In 1846, Goodyear granted what amounted to a royalty-free exclusive license to E.M. Chaffee, the assignor to the Providence Rubber Company (Providence), to "use" the patented "metallic gum-elastic composition for coating of cloths for the purpose of japanning, marbling, and variegate japanning, at his own establishment, but not to be disposed of to others for that purpose without the consent of said Goodyear." Further, the licensee was to pay Goodyear "at the rate of three cents per square yard of cloth japanned, marbled, or variegated as aforesaid." The license expressly provided that it did not "convey any right to make any contract with the government of the United States."

Providence subsequently made and sold to the government "army and navy equipments made of vulcanized India-rubber, including vulcanized India-rubber blankets, coats, cloaks, cloth, clothing, ponchos for army, navy, and other purposes" using the patented composition. Goodyear's assignees sued Providence for patent infringement, seeking an injunction and an accounting for profits.

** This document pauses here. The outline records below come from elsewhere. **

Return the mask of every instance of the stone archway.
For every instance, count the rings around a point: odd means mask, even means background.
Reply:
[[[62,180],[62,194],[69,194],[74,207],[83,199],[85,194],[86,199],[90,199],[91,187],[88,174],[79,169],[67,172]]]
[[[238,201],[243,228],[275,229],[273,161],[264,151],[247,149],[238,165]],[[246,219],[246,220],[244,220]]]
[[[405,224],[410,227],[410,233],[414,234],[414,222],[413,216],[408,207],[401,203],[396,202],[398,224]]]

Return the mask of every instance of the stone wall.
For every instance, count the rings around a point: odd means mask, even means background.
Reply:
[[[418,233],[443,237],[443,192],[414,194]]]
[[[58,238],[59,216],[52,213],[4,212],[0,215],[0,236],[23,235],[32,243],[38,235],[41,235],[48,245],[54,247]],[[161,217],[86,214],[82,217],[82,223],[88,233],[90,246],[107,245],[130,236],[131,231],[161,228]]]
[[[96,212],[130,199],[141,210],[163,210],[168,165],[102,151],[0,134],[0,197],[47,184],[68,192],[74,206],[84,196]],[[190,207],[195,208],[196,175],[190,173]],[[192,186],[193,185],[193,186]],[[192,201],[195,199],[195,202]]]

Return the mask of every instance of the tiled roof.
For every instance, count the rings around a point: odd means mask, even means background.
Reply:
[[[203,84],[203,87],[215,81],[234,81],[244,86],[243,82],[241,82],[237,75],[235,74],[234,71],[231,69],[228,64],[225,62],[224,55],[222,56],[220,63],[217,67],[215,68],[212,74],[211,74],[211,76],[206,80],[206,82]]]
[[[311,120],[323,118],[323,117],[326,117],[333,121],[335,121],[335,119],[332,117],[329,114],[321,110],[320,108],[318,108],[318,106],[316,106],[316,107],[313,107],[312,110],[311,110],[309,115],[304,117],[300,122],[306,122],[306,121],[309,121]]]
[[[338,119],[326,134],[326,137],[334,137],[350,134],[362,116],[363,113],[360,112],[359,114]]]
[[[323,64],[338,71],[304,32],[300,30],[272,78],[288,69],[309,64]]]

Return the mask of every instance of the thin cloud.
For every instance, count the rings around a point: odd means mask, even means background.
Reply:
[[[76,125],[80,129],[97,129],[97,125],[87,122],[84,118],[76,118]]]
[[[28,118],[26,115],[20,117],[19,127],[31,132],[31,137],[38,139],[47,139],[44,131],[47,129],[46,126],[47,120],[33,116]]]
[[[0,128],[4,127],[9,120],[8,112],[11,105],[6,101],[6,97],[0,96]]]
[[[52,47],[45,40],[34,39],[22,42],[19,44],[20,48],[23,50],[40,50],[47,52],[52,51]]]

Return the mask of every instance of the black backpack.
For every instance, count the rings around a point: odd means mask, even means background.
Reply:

==Ruling of circuit court==

Supreme Court Justice Nathan Clifford, sitting as a circuit justice in the circuit court in Rhode Island, held that Providence infringed Goodyear's patent. Providence sought to defend on the ground that it was licensed to engage in the allegedly infringing conduct, but the court held that the license was "restricted to the manufacture of cloths to be japanned, marbled, and variegated, as therein described, and that it confers no authority to manufacture any of the articles specified in the bill of complaint." It therefore ruled against Providence, which then appealed to the Supreme Court.

==Ruling of Supreme Court==

Justice Swayne delivered the unanimous opinion of the Court.

The Court described the limitations in the terms of the license to particular products and the exclusion of sales to the government, stating that the license "conveyed authority to this extent and nothing more." Accordingly, the Court held: "This defence [of license] cannot avail the defendants." The Court did not cite any case authority on this point.

The decree of the circuit court was therefore affirmed.

==Subsequent developments==
===General Talking Pictures===
In General Talking Pictures Corp. v. Western Electric Co., 304 U.S. 175, 182 (1938) (upholding as legitimate field-of-use limitations on scope of patent licenses to make and sell amplifiers only in “non-commercial” field), affirmed on rehearing, 305 U.S. 124 (1938), the Supreme Court held that a patent owner could permissibly license another to manufacture the patented product only in a defined field (in that case, amplifiers for sale and use other than to movie theaters, so-called noncommercial use). The defendants were held patent infringers for making and selling the patented product to movie theaters. The Court stated (305 U.S. at 127):
The practice of granting licenses for a restricted use is an old one, see Rubber Company v. Goodyear, 9 Wall. 788, 799, 800 . . . So far as appears, its legality has never been questioned. The parties stipulated that "it is common practice where a patented invention is applicable to different uses, to grant written licenses to manufacture under United States Letters Patents restricted to one or more of the several fields of use permitting the exclusive or non-exclusive use of the invention by the licensee in one field and excluding it in another field."

===Mallinckrodt===
In Mallinckrodt, Inc. v. Medipart, Inc., 976 F.2d 700 (Fed. Cir. 1992), the Federal Circuit cited Goodyear incorrectly (conflating sales and licenses to manufacture) for support that it was established law that it was lawful to impose post-sale restrictions on the sale of patented products. The court said:
The practice of granting licenses for restricted use is an old one, see Rubber Company v. Goodyear, 76 U.S. 788, 9 Wall. 788, 799, 800. . . . So far as it appears, its legality has never been questioned.
But Mallinckrodt involved a sale subject to a restriction, while Goodyear involved a license to manufacture subject to a limitation as to field of use (as in General Talking Pictures).